THE ELEPHANT IN THE ROOM, AT GOURDON IN BURGUNDY
ONLINE EVENT
Wednesday 18 November 2020
5:00 pm - 6:00 pm
SPEAKER
Professor John Osborne - Research Professor and Dean Emeritus, Carleton University, Ottawa and Honorary Research Fellow, The Courtauld Institute of Art
ORGANISED BY
Dr Tom Nickson - The Courtauld Institute of Art
This talk explores the fragmentary twelfth-century mural depicting an elephant, situated in the lowermost zone, or dado, of the choir wall in the church of Notre-Dame-de-l’Assomption at Gourdon, a small village in the Charolais district of Burgundy. This painting is unique in France, but its presence has attracted little attention, let alone any further consideration of its meaning and function. Some light can perhaps be shed on these issues by considering the mural in the larger context of dado imagery in western Europe in the central Middle Ages, as well as through an exploration of how medieval audiences knew about and understood elephants. Using texts such as the Bestiary, in which elephants are associated with the virtues of modesty and chastity, it will be proposed that the Gourdon elephant was intended to remind viewers of the theology underlying the selection of Mary, who is depicted receiving the archangel Gabriel’s greeting in a depiction of the Annunciation placed directly above.
John Osborne is a cultural historian of the early medieval Mediterranean, with a specific interest in the material culture of the cities of Rome and Venice.

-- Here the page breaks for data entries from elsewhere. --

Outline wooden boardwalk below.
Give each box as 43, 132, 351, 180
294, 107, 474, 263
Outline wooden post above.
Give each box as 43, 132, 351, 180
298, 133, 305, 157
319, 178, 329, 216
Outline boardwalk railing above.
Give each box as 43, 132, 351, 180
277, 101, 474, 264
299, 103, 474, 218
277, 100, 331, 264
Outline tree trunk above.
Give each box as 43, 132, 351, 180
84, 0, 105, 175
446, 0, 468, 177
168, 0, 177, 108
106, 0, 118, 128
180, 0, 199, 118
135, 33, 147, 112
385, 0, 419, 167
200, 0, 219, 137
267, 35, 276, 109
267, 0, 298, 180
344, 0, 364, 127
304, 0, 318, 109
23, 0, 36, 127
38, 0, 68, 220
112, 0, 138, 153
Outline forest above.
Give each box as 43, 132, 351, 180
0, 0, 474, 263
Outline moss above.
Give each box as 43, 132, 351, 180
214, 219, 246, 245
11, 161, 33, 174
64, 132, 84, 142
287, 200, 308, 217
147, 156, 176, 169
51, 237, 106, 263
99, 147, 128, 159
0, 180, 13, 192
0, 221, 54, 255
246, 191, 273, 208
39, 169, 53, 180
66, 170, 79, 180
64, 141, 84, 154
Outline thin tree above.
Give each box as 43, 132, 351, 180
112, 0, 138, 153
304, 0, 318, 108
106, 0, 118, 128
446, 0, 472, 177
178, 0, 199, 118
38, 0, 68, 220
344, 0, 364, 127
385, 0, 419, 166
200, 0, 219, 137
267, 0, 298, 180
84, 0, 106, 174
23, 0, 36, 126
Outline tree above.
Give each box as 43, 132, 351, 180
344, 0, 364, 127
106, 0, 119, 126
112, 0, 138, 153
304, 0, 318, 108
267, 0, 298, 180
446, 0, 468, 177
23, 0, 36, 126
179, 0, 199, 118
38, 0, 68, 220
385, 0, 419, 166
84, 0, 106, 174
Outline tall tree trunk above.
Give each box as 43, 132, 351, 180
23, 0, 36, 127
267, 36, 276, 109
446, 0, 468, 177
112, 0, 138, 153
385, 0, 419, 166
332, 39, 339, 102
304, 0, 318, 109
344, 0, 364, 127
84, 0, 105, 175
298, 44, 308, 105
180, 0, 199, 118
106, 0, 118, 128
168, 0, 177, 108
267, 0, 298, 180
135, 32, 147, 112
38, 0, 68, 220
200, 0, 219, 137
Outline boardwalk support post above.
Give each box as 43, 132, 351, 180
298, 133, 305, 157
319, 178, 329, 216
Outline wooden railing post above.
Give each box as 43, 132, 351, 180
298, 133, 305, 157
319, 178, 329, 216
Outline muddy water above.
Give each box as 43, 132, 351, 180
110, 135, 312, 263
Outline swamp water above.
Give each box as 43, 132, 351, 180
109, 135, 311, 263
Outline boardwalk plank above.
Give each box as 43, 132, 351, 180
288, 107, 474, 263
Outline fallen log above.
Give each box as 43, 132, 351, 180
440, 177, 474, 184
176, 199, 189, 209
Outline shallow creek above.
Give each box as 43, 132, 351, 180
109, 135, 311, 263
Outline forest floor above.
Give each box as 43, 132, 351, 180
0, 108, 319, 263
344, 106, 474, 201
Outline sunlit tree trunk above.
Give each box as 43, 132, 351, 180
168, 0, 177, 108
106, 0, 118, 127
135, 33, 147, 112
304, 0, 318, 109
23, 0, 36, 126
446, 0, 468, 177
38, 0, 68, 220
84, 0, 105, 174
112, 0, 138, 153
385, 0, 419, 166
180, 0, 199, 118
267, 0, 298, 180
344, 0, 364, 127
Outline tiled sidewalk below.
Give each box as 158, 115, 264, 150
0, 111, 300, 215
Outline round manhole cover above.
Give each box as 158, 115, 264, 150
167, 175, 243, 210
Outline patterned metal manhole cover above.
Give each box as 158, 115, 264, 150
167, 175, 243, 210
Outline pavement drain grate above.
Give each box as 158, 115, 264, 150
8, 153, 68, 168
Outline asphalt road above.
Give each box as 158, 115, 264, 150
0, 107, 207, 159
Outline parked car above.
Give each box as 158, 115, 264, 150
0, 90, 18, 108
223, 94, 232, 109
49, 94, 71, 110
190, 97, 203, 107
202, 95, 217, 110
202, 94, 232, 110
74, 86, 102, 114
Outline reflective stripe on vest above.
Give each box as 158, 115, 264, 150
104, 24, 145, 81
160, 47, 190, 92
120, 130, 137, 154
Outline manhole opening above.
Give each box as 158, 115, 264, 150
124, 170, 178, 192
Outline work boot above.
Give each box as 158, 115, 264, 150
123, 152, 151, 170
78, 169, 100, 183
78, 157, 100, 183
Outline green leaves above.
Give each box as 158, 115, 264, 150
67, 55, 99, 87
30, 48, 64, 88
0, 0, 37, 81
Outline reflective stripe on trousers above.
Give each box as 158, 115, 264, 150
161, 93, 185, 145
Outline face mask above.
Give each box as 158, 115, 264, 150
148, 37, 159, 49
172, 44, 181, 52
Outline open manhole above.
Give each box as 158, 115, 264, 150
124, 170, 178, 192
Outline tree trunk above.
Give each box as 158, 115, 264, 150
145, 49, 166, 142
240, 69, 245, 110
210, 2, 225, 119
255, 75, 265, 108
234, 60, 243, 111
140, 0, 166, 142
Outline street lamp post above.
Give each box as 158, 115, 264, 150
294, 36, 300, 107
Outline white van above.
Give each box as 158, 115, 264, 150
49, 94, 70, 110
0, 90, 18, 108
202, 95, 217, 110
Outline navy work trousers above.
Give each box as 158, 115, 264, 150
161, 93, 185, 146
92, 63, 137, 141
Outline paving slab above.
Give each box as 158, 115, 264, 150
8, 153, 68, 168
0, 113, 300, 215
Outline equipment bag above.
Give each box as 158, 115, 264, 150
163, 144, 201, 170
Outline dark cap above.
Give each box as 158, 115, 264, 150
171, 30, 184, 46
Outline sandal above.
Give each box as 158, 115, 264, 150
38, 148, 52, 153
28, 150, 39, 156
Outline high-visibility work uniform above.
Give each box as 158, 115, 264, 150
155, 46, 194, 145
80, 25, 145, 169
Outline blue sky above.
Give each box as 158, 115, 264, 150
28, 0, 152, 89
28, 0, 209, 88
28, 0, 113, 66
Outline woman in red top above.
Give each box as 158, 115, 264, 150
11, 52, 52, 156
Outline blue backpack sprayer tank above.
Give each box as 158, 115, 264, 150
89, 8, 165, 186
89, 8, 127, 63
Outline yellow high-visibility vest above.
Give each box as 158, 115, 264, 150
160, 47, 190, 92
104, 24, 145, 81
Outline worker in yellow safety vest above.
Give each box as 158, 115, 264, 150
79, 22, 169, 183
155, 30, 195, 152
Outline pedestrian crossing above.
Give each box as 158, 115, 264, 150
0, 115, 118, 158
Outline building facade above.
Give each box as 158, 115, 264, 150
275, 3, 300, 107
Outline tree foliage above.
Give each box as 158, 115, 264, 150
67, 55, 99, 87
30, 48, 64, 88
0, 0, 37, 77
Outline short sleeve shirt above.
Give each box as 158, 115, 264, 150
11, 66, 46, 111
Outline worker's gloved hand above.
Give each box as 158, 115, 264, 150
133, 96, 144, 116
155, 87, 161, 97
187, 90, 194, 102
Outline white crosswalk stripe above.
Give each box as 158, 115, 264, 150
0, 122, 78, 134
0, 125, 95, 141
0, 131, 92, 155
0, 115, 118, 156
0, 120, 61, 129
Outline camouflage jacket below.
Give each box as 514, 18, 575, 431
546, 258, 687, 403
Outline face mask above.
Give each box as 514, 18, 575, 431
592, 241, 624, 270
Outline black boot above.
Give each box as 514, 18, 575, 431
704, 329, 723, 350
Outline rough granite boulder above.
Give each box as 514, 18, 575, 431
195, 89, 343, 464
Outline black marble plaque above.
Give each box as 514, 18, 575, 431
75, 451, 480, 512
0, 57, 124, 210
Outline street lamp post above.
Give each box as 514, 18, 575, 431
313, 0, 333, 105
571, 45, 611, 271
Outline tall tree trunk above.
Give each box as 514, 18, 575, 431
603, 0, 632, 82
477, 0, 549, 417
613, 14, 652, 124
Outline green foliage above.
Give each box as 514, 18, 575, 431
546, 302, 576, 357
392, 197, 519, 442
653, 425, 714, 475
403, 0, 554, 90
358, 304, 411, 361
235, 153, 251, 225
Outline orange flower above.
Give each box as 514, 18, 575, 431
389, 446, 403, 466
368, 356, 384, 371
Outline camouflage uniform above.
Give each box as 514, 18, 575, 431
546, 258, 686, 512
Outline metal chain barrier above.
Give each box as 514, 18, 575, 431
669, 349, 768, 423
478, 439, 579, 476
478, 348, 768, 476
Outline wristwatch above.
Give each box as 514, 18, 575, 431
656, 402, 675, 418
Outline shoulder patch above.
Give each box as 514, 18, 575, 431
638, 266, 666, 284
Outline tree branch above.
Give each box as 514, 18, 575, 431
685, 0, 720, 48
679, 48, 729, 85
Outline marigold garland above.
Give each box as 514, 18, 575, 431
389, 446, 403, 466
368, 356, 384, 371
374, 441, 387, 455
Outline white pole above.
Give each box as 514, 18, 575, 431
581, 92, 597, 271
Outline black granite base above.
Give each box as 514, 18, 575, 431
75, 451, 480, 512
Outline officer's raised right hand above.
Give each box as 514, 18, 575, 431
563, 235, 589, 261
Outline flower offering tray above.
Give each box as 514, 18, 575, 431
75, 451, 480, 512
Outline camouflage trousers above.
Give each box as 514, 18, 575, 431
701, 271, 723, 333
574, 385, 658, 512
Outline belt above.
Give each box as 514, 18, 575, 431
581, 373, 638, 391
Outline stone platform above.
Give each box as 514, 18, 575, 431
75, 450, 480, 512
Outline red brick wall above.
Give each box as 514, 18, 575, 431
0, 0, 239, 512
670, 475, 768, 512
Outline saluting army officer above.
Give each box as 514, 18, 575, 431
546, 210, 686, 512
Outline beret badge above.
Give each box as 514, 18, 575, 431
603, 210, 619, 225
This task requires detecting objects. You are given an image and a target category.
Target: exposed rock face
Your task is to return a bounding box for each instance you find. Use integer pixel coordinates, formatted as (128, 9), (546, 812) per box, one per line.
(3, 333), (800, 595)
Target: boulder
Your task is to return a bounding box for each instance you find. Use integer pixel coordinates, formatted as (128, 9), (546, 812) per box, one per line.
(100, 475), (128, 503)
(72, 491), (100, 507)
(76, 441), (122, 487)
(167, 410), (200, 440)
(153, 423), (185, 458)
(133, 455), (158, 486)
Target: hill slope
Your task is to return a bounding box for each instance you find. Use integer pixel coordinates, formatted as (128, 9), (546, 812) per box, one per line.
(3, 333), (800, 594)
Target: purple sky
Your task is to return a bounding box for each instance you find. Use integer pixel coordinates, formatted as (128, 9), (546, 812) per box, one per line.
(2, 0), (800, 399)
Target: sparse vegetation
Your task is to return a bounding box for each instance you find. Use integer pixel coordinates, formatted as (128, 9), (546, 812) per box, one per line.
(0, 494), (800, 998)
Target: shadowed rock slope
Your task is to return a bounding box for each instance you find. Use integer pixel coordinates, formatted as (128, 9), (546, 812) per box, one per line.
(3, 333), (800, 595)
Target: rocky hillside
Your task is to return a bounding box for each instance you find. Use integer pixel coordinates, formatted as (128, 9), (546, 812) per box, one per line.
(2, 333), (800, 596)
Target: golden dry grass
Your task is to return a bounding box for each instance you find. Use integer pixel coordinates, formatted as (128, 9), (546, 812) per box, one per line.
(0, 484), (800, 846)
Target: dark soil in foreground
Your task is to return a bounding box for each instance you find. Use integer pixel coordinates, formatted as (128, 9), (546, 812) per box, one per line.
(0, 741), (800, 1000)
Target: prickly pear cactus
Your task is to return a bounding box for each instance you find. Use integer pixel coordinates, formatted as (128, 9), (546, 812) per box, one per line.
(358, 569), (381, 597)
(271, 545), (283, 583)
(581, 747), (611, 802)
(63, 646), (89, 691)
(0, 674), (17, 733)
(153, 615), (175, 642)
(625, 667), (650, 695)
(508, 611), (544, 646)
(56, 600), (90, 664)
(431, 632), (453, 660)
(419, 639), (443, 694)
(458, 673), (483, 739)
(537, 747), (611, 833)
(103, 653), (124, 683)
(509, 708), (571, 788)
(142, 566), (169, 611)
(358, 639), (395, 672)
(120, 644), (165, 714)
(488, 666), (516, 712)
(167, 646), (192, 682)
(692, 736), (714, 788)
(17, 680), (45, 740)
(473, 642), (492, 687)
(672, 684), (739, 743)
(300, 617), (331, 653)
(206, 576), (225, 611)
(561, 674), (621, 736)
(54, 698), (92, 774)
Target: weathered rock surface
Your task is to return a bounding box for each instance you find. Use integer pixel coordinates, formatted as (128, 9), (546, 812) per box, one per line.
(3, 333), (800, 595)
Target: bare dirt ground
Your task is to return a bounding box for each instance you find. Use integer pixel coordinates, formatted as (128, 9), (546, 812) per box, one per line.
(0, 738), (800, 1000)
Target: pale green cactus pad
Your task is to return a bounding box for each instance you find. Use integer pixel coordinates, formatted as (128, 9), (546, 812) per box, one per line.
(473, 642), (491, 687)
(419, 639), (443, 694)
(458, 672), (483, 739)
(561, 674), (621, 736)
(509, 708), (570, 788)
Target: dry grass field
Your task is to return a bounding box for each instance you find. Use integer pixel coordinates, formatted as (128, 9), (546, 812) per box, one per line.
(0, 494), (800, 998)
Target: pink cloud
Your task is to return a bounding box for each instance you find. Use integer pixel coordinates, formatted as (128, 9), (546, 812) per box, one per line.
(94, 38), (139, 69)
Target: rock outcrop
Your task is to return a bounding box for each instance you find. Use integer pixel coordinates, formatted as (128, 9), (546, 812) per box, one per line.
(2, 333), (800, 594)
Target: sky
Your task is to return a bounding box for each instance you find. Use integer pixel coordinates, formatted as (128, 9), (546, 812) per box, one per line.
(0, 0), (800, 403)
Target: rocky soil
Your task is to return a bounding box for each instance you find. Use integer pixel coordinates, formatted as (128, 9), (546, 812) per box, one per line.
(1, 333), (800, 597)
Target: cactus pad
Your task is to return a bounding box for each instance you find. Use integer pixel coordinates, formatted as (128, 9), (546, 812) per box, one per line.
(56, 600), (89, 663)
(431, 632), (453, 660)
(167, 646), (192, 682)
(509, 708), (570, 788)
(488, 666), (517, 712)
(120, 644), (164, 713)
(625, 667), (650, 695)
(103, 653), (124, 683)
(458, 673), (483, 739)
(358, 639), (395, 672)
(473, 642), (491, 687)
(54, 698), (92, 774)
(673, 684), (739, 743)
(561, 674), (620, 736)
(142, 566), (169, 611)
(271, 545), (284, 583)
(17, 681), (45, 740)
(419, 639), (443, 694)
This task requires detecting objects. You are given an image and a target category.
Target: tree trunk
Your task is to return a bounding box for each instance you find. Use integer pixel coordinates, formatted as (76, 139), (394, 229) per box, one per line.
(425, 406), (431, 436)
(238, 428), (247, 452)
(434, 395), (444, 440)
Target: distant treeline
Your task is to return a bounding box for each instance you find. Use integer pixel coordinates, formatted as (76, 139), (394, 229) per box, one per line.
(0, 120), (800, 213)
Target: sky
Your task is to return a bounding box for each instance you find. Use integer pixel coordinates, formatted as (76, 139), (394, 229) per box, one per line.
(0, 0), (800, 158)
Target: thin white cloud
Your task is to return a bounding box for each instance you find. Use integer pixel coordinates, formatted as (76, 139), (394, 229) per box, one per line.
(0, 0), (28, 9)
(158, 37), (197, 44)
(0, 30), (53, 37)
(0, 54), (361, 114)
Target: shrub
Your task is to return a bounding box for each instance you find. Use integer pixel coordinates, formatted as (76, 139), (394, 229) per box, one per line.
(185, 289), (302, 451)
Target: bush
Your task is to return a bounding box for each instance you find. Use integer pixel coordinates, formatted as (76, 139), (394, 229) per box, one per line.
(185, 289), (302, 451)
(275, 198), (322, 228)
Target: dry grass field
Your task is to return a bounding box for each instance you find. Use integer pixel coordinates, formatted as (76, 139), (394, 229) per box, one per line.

He has also written more broadly on the topography of medieval Rome, saints’ cults, cultural transmission between western Europe and Byzantium, the Roman catacombs, and Counter-Reformation interest in Early Christian and medieval antiquities. Following a “conversion” experience in Venice in the summer of 1970, he pursued a B.A. in art history at Carleton, followed by an interdisciplinary Master’s in Medieval Studies at the University of Toronto. His doctoral thesis at the University of London (Courtauld Institute of Art) examined the early medieval paintings in the excavated “lower church” of San Clemente, Rome. Subsequently he has spent part of every year in Rome, based at The British School, which in 2006 appointed him as an Honorary Fellow. He taught at the University of Victoria (1979-2001), and Queen’s University (2001-2005), before returning to Carleton in 2005 as Dean of the Faculty of Arts and Social Sciences.